As time passed, a few of the good men of the Elk Lodge became rooted in our little church in Brawley. By patient watering, the fellowship began to show signs of life. The Elks, like some other lodges in California, had the unusual power to confer honorary degrees on members of the community. Suddenly, one evening, they summoned me forward and with great ceremony presented a Doctor of Philosophy degree "for Christian services" to the people of Brawley. They gave me a long, golden yellow, black and purple degree scarf. Later this silk apparel became a source of amusement when I showed it to some Church Army friends. "Your robe is marvelous! It's like a giant glistening butterfly's wing!"

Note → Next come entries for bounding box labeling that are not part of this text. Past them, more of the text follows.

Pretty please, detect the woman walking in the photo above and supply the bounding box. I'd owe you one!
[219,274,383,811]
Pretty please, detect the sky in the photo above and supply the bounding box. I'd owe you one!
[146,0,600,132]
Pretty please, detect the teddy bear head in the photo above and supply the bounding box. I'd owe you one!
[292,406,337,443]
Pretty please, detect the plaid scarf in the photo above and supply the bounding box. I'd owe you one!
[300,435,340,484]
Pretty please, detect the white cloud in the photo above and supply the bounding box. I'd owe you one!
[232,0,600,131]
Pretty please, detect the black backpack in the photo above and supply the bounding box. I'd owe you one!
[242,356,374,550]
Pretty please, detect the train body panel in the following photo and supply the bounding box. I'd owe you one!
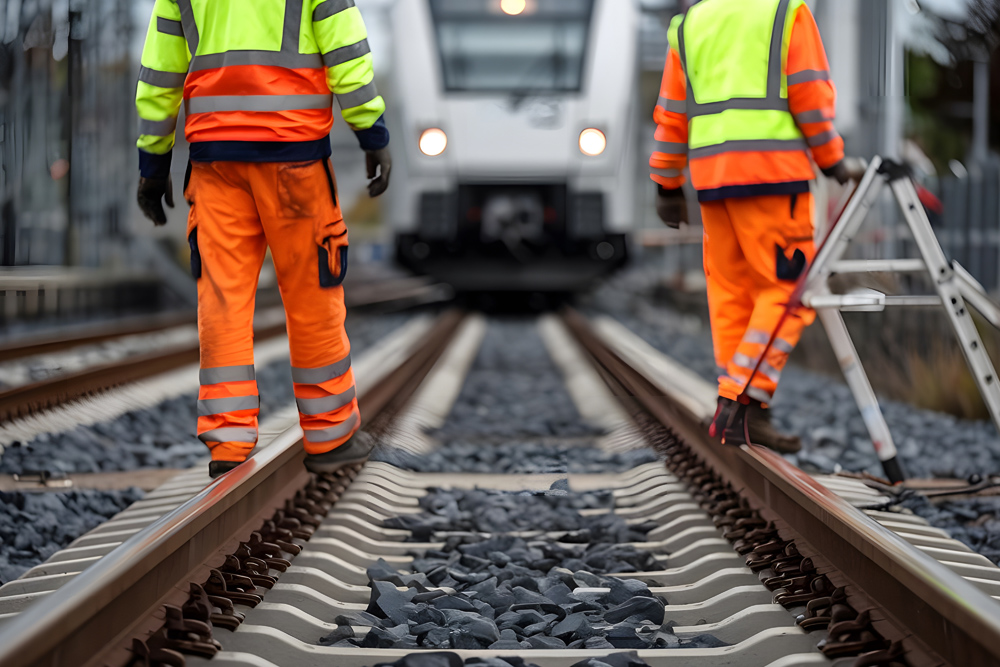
[389,0,638,291]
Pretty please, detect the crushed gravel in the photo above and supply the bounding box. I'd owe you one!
[0,315,410,474]
[0,489,143,584]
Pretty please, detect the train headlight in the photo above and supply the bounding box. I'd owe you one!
[420,127,448,157]
[580,127,608,157]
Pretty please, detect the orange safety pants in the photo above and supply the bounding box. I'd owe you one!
[185,161,361,461]
[701,193,816,404]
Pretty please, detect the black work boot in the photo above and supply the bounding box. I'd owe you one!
[744,401,802,454]
[208,461,245,479]
[306,431,375,475]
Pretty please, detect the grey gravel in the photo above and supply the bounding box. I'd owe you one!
[0,488,143,583]
[0,315,410,474]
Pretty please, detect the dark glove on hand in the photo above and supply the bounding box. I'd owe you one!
[365,148,392,197]
[137,176,174,227]
[656,187,688,229]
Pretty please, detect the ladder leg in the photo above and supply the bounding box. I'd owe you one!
[892,178,1000,436]
[817,308,906,483]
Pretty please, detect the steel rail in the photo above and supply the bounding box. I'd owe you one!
[564,311,1000,667]
[0,311,463,667]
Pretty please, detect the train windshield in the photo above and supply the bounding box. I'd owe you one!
[430,0,594,94]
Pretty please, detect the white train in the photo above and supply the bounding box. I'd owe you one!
[390,0,639,292]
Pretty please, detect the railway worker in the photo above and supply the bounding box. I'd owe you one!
[649,0,850,452]
[129,0,392,477]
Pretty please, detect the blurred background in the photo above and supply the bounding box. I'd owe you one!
[0,0,1000,413]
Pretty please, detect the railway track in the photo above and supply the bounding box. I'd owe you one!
[0,312,1000,667]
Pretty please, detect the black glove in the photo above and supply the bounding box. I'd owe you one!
[137,176,174,227]
[365,148,392,197]
[656,186,688,229]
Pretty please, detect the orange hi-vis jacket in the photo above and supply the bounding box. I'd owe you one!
[649,0,844,202]
[136,0,389,177]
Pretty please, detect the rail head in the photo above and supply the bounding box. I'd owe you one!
[564,310,1000,667]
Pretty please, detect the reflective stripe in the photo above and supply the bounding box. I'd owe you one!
[198,366,257,385]
[313,0,354,23]
[337,81,378,109]
[743,329,771,345]
[788,69,830,86]
[323,39,372,67]
[688,97,788,118]
[139,118,177,137]
[190,94,333,114]
[806,130,840,148]
[156,16,184,37]
[139,67,187,88]
[760,361,781,384]
[295,387,357,417]
[691,139,807,158]
[177,0,201,56]
[191,51,323,72]
[198,428,257,442]
[303,412,359,445]
[733,352,757,371]
[653,139,688,155]
[198,396,260,417]
[795,109,833,125]
[649,169,684,178]
[292,355,351,384]
[774,338,795,354]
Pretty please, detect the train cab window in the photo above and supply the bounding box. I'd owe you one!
[430,0,594,94]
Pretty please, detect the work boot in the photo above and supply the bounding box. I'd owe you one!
[306,431,375,475]
[208,461,245,479]
[725,401,802,454]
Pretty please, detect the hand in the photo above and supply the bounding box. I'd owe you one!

From this multi-color amaryllis in Brawley, I journeyed to the lush green and yellow swaying citrus groves of the town of Lemon Grove, near San Diego. The famed bitterness of its lemons was evident in its congregation too. Except that I was their problem! They had nothing against me personally but they really wanted a clergyman instead of a Church Army Evangelist. I tried my best but everything I did was wrong. It all finally came to a head when two Church Army friends and a marine came to visit my little apartment in the parish.
It was the occasion of the Pot Luck Supper. People were talking happily, delicately balancing cardboard plates piled high with turkey, ham and potato salad. Most were catching bits of conversation and gossip between bites. On the far side of the crowd, the church treasurer was eying me carefully over his spectacle and began to push his way across to where I stood. We exchanged polite introductions. "You ought to know what people are saying," he whispered secretively. "It isn't right for four of you to be living in our parish apartment together!" Surprised for an instant, I smiled, then carefully replied, "You know, the Church Army does not always see things like the clergy. We might even have black people staying there in the future." At these words, the color seemed to drain from his face and with a faint smile he turned away and faded into the crowd.